“Tempo de homens partidos”
Meu texto no jornal Gazeta do Sul de hoje.
"Não ter nunca a
oportunidade de tomar partido, de decidir-me ou de definir-me: não há desejo
que tenha com mais frequência”, escreveu o filósofo romeno Emil Cioran, em História e utopia. Nos últimos anos, a
ideia de ter um lado parece ser uma necessidade para muitas pessoas. Na
verdade, sempre foi assim, mas as redes sociais ampliaram a sensação, inclusive
com um “patrulhamento” mais efetivo. Ai daquele que for “do outro lado” ou
então que não se define por um ou outro, pois quem se declara isento está na
verdade do lado adversário!
Amizades cortadas, “blocks”
nas redes sociais, cara feia no ambiente de trabalho, puxadas de tapete, portas
fechadas, tudo pode ser motivado por questões políticas e ideológicas. Já senti
na pele isso. Por ter criticado um dos lados do muro e seus líderes, fui
xingado e bloqueado em redes sociais na internet por alguns ex-professores e
escritores que admirava (e continuo admirando) pelo trabalho e capacidade intelectual.
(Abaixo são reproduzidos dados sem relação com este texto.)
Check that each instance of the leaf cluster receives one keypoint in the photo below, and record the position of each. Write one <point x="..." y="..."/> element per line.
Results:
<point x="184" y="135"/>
Consequentemente, possibilidades de trabalho como professor me foram cortadas,
tendo em vista a forte influência e inclusive cargos que esses profissionais
ocupam. Além disso, sei de fontes seguras que nas mensagens privadas e grupos
fechados da internet, além de conversas em outros ambientes, como a sala de
professores, meu nome já foi mencionado de forma negativa. Não adianta nem
dizer, como o personagem Pierre Bezúkhov, de Guerra e paz, de Liev Tolstói, que “opiniões
são opiniões, mas vocês estão vendo como sou um rapaz bom e simpático”, pois é um
crime não seguir o pensamento (dito plural e democrático) dessa massa de
intelectuais, professores e artistas.
“Meu partido é um coração
partido”, cantou Cazuza na música “Ideologia”, lembrando ainda que suas ilusões
foram todas perdidas. Corações, amizades, relacionamentos, tudo é partido por
causa dos partidos. As pessoas se separam, se dividem, brigam, discutem,
enquanto os partidos políticos se unem em busca de poder e seus líderes
utilizam seu fanáticos militantes como títeres ou então como bonecos de
ventríloquo, usados para repetir sem pensar e sem discutir ideias prontas,
palavras de ordem e velhos argumentos de ideologias do passado e que
fracassaram.
“Este é tempo de partido, /
tempo de homens partidos”, escreveu Carlos Drummond de Andrade, 40 anos antes
de Cazuza, quase 80 anos antes da nossa época. Passam-se os anos e continuamos
nos dividindo. Muros nos separam, portões se fecham, pontes caem. Como tenho
uma visão trágica da vida, grito aqui de cima do muro, como se estivesse no
palco de um teatro grego, sem esperança no ser humano: “Ai de mim! Ai de nós!”